Transport Mode Detection (TMD) means recognizing the mode of transport based on sensor gathered data. Detected modalities could include walking, cycling, driving, riding a metro or tram or taking a bus. Detection between different modalities, especially motorized and non-motorized, is fundamental for further analysis needs and requirements.

TMD has fascinated researchers for some time now. Main drivers have been the utilization of motion data in many applications as well as easy access to real-time motion sensor data produced by mobile phones. One major challenge in current GPS based approaches is the high battery consumption.

Our TMD approach uses efficient algorithms based on acceleration and deceleration profiles. Recognition is based on using commodity sensors, like accelerometer and gyroscope in current smart phones and wearable devices. This approach gives fast and reliable mode of detection with low power consumption.

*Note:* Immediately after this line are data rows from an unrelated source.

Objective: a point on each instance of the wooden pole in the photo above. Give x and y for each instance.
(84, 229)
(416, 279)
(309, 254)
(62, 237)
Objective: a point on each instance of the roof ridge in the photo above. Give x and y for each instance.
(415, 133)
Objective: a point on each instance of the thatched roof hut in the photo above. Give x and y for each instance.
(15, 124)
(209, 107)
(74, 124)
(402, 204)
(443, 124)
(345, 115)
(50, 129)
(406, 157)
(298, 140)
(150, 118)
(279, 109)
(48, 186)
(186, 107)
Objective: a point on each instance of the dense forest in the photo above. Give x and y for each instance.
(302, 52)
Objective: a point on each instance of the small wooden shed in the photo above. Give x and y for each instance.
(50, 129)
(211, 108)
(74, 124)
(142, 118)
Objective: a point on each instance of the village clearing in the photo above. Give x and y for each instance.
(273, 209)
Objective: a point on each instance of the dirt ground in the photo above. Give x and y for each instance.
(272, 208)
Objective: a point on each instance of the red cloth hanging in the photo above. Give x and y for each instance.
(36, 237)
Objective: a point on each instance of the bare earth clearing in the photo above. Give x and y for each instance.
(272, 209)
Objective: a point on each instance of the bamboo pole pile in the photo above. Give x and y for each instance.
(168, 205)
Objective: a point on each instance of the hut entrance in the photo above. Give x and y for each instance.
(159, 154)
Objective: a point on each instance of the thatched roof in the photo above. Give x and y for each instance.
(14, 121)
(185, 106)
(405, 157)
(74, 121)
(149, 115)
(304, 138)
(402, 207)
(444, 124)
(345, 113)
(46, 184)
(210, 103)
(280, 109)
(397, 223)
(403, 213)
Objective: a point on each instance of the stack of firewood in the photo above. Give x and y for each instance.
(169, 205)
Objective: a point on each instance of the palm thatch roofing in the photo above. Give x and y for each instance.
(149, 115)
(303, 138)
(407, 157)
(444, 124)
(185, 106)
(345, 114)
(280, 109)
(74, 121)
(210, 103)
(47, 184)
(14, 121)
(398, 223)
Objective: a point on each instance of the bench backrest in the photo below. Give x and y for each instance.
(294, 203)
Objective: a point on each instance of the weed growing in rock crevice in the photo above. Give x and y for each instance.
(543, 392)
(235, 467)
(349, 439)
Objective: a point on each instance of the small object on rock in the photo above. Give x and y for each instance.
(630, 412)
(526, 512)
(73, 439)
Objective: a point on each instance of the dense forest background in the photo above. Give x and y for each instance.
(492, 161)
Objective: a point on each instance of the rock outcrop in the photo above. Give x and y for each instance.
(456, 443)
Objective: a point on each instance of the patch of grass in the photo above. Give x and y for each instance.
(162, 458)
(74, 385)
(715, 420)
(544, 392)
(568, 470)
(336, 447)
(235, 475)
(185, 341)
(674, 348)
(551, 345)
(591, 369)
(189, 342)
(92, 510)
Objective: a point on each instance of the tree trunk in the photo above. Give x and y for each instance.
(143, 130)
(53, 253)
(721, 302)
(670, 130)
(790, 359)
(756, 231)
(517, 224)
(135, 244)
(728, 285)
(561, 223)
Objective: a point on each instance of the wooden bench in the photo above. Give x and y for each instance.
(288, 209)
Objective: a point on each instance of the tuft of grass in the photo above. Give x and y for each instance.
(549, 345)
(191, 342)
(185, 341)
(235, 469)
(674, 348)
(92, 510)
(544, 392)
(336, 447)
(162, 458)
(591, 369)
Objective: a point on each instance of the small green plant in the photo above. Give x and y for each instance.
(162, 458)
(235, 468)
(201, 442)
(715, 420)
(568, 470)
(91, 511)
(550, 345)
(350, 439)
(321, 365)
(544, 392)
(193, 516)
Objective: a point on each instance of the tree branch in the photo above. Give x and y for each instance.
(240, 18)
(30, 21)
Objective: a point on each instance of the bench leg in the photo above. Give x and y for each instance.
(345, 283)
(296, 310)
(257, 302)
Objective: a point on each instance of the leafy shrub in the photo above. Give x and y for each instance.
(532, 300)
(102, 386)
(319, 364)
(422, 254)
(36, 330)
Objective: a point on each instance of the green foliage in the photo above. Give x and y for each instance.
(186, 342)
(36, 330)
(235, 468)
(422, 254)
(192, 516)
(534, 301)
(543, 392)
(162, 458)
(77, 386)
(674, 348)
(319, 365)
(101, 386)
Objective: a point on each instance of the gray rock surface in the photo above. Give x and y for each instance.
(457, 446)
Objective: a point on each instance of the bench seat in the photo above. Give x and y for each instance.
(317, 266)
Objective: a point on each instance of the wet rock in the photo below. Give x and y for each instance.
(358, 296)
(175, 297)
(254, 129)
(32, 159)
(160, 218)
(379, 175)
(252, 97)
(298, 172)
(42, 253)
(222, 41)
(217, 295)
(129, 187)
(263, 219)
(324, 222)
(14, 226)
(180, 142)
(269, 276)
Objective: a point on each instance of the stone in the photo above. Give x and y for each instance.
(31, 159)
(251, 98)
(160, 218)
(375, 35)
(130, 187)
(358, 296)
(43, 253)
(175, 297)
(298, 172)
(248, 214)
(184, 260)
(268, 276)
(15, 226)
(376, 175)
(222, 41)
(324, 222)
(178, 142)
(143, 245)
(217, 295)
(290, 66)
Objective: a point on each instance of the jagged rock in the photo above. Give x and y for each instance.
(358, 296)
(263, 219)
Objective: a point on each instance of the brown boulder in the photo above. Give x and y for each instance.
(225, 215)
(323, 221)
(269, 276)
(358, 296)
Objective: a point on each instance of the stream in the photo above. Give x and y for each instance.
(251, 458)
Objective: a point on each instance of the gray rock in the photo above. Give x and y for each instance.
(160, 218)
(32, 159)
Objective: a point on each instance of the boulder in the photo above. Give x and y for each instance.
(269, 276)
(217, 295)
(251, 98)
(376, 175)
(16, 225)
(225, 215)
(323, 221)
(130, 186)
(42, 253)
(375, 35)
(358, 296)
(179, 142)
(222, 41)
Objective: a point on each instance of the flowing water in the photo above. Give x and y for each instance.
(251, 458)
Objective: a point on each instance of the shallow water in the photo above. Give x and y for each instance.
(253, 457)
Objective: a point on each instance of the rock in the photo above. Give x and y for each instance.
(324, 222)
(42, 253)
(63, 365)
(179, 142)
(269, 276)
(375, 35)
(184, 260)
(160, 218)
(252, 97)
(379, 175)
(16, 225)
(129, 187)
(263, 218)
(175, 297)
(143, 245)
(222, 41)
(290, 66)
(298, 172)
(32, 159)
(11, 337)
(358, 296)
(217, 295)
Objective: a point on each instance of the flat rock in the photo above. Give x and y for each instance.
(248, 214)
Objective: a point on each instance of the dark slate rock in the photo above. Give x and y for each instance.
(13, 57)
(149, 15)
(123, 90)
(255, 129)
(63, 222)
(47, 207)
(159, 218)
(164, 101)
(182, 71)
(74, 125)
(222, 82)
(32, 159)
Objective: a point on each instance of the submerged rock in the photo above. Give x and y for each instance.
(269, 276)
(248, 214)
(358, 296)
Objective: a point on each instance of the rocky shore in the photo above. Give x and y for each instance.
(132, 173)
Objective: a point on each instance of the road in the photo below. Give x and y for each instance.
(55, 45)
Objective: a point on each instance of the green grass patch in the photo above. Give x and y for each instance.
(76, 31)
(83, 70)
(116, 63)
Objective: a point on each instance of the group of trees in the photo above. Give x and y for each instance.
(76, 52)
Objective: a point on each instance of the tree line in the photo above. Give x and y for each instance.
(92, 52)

We have also the possibility to add new modalities in our recognised transportation modes. For example detecting a car detection mode can be further divided by car models. Transport Mode Detection can be easily integrated to any application. It should also be able to work without data connectivity.

The motivation for Transport Mode Detection is the growing need in different kind of MaaS (Mobility as a Service) based services that requires reliable information in a near real-time about the recognized transportation mode in order to serve their own customers with the right product offering.

Insurance companies and ride sharing service providers are interested about the driving behaviour of their customers and drivers.